Now, if you stare at either this crate, or even more so at the companion ::drop_with_owned_fields crate, you’ll notice they’re both trying to offer a user-library / third-party-library powered way to offer such an API to users of these libraries.

§Using the ::drop_with_owned_fields helper crate, for starters:

use ::drop_with_owned_fields::prelude::*;

#[drop_with_owned_fields(as _)]
struct CustomDropOrder {
    a: A,
    b: B,
    c: C,
}

#[drop_with_owned_fields]
impl Drop for CustomDropOrder {
    fn drop(Self { a, b, c }: _) {
        drop(b);
        drop(c);
        drop(a);
    }
}
  • Notice how, for the sake of being less jarring to users, that macro API asks for the Drop trait to be involved, since it’s probably the least surprising choice for unaware users.

    But you 🫵, attentive reader of my whole diatribe, should know better: since Drop means PrependDropGlue, it’s not the right trait to be using in this scenario. It should have been this imagined OverrideDropGlue trait instead.

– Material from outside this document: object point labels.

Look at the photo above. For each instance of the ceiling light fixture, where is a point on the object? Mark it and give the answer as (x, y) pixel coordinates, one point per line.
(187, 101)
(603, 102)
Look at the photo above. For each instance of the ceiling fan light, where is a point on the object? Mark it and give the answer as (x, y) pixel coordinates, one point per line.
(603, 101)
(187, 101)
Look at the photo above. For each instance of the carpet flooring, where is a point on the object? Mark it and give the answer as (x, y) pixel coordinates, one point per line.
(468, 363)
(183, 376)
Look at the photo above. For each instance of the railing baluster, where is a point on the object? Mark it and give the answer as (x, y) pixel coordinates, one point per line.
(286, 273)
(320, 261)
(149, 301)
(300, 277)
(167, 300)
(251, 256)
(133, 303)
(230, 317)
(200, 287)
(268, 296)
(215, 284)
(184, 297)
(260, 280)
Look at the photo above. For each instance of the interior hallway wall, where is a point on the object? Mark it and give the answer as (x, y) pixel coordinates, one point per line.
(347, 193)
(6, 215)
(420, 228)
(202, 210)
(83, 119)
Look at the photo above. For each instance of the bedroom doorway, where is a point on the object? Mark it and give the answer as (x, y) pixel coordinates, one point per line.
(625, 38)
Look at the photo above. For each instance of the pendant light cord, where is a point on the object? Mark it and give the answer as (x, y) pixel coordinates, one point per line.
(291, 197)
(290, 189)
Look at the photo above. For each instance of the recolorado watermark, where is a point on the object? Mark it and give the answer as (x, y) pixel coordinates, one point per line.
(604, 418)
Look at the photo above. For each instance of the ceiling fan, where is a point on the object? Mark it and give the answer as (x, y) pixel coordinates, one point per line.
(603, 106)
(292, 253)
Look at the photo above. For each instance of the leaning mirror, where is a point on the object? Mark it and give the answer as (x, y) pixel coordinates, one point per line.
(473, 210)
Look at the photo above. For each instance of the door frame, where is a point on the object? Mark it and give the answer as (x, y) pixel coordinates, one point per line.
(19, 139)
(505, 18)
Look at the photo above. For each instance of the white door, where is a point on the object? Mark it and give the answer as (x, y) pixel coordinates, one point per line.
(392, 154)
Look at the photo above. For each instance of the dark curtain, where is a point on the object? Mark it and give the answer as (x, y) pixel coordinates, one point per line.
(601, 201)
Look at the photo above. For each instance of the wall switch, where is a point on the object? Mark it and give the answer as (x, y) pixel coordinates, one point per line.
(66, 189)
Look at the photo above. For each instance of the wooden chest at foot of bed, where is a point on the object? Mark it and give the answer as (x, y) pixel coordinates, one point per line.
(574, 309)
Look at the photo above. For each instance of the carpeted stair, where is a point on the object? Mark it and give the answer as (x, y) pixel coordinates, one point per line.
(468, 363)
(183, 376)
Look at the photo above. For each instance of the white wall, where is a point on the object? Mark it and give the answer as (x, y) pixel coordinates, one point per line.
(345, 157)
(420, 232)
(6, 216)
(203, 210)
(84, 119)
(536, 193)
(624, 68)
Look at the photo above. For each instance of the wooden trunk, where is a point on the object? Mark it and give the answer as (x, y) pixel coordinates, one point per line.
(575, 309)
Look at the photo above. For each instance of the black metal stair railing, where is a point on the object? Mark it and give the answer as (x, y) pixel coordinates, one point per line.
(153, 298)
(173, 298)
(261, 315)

    In fact, you can go and be more explicit about the “drop-related” impl, even in the context of this macro-based ::drop_with_owned_fields crate, if you forgo its drop_sugar API and eponymous Cargo feature, and instead directly target the real trait, DropWithOwnedFields:

    use ::drop_with_owned_fields::prelude::*;
    
    #[drop_with_owned_fields(as struct Fields)]
    struct CustomDropOrder {
        a: A,
        b: B,
        c: C,
    }
    
    impl DropWithOwnedFields for CustomDropOrder {
        fn drop(Fields { a, b, c }: DestructuredFieldsOf<CustomDropOrder>) {
            drop(b);
            drop(c);
            drop(a);
        }
    }

    The resulting DropWithOwnedFields is the closest a library API can get to the dreamed OverrideDropGlue trait and language support, I’d say.

§And using this very crate rather than macros:

§Owned access to a type’s field in custom drop logic

//! Look ma, no macros!

use ::safe_manually_drop::prelude::*;

struct CustomDropOrder(
    SafeManuallyDrop<Fields, Self>,
);

struct Fields {
    a: A,
    b: B,
    c: C,
}

impl DropManually<Fields> for /* the drop glue of */ CustomDropOrder {
    fn drop_manually(Fields { a, b, c }: Fields) {
        drop(b);
        drop(a);
        drop(c);
    }
}

See the docs of SafeManuallyDrop for more info.

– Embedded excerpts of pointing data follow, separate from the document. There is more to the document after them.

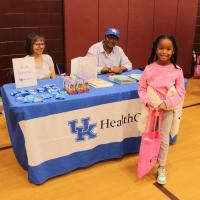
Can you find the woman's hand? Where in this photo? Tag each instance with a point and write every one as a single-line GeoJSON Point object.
{"type": "Point", "coordinates": [105, 70]}
{"type": "Point", "coordinates": [150, 106]}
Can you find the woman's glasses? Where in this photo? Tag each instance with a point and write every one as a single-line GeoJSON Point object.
{"type": "Point", "coordinates": [39, 44]}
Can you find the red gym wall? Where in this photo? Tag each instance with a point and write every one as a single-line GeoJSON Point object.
{"type": "Point", "coordinates": [85, 21]}
{"type": "Point", "coordinates": [139, 22]}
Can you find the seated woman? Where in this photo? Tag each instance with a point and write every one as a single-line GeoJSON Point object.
{"type": "Point", "coordinates": [34, 47]}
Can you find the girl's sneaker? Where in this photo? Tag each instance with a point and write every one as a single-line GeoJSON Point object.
{"type": "Point", "coordinates": [162, 176]}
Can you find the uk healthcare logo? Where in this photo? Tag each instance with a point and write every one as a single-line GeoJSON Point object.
{"type": "Point", "coordinates": [85, 130]}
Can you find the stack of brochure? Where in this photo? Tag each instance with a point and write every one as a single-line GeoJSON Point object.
{"type": "Point", "coordinates": [121, 79]}
{"type": "Point", "coordinates": [99, 83]}
{"type": "Point", "coordinates": [135, 76]}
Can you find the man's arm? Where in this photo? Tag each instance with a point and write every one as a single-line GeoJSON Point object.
{"type": "Point", "coordinates": [93, 52]}
{"type": "Point", "coordinates": [125, 62]}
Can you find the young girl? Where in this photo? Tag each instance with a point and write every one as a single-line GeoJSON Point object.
{"type": "Point", "coordinates": [161, 74]}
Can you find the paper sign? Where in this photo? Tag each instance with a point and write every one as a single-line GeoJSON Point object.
{"type": "Point", "coordinates": [24, 72]}
{"type": "Point", "coordinates": [85, 66]}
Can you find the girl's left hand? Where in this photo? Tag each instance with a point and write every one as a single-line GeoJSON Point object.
{"type": "Point", "coordinates": [162, 106]}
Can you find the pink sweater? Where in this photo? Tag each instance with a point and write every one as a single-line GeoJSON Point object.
{"type": "Point", "coordinates": [161, 78]}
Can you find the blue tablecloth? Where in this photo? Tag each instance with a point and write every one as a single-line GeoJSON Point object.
{"type": "Point", "coordinates": [17, 112]}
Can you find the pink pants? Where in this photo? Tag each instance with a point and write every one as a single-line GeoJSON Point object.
{"type": "Point", "coordinates": [165, 130]}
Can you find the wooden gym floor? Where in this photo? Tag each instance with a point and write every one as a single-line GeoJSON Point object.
{"type": "Point", "coordinates": [115, 179]}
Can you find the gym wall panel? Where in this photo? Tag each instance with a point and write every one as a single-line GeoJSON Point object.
{"type": "Point", "coordinates": [165, 15]}
{"type": "Point", "coordinates": [185, 31]}
{"type": "Point", "coordinates": [140, 31]}
{"type": "Point", "coordinates": [81, 27]}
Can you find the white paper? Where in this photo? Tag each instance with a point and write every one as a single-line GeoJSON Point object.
{"type": "Point", "coordinates": [24, 72]}
{"type": "Point", "coordinates": [85, 66]}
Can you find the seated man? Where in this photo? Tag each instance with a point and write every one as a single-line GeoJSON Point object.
{"type": "Point", "coordinates": [111, 58]}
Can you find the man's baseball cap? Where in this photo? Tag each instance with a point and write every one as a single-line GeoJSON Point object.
{"type": "Point", "coordinates": [112, 31]}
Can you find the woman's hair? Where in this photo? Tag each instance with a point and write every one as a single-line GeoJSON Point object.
{"type": "Point", "coordinates": [31, 38]}
{"type": "Point", "coordinates": [153, 55]}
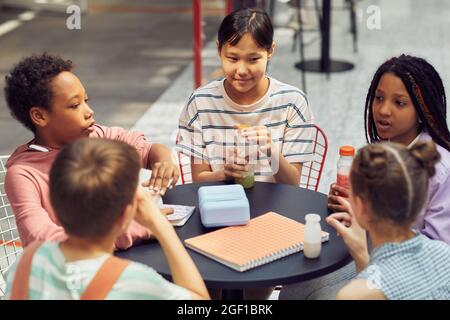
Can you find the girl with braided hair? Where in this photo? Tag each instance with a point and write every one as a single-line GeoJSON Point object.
{"type": "Point", "coordinates": [406, 103]}
{"type": "Point", "coordinates": [388, 189]}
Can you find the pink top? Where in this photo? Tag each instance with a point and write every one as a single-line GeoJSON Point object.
{"type": "Point", "coordinates": [27, 188]}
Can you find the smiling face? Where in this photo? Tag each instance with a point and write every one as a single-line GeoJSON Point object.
{"type": "Point", "coordinates": [393, 111]}
{"type": "Point", "coordinates": [70, 116]}
{"type": "Point", "coordinates": [244, 66]}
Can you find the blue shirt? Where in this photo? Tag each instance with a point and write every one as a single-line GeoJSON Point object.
{"type": "Point", "coordinates": [418, 268]}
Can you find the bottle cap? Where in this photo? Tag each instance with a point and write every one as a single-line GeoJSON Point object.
{"type": "Point", "coordinates": [313, 217]}
{"type": "Point", "coordinates": [346, 151]}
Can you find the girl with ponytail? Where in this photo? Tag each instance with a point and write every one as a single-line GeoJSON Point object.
{"type": "Point", "coordinates": [388, 189]}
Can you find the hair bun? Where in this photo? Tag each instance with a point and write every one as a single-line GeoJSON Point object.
{"type": "Point", "coordinates": [427, 155]}
{"type": "Point", "coordinates": [373, 164]}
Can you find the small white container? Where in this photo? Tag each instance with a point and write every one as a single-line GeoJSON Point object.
{"type": "Point", "coordinates": [312, 243]}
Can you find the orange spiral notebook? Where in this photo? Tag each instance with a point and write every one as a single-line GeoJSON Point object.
{"type": "Point", "coordinates": [266, 238]}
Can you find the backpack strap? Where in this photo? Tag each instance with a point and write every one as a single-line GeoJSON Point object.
{"type": "Point", "coordinates": [21, 280]}
{"type": "Point", "coordinates": [104, 279]}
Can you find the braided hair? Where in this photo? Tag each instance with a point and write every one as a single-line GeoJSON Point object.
{"type": "Point", "coordinates": [426, 89]}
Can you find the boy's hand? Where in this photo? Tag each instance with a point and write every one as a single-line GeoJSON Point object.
{"type": "Point", "coordinates": [148, 214]}
{"type": "Point", "coordinates": [165, 175]}
{"type": "Point", "coordinates": [354, 237]}
{"type": "Point", "coordinates": [334, 203]}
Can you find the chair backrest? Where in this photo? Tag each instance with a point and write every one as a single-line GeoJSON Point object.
{"type": "Point", "coordinates": [311, 171]}
{"type": "Point", "coordinates": [10, 245]}
{"type": "Point", "coordinates": [184, 163]}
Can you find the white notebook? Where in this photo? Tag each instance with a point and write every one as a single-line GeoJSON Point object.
{"type": "Point", "coordinates": [180, 214]}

  1. this, in fact, is why Rust conservatively restricts union definitions to fields known not to have any drop glue whatsover: Copy types, and ManuallyDrop<T>

  2. probably a stack overflow due to infinite recursion, else “just” a plain old thread-hanging infinite loop. 

  3. I really think we should be given such a tool, even if it would entail memory leaks in visibility-capable codebases doing things such as let MyVec { ptr, len, cap } = my_vec; (same as into_raw_parts: leaky pattern).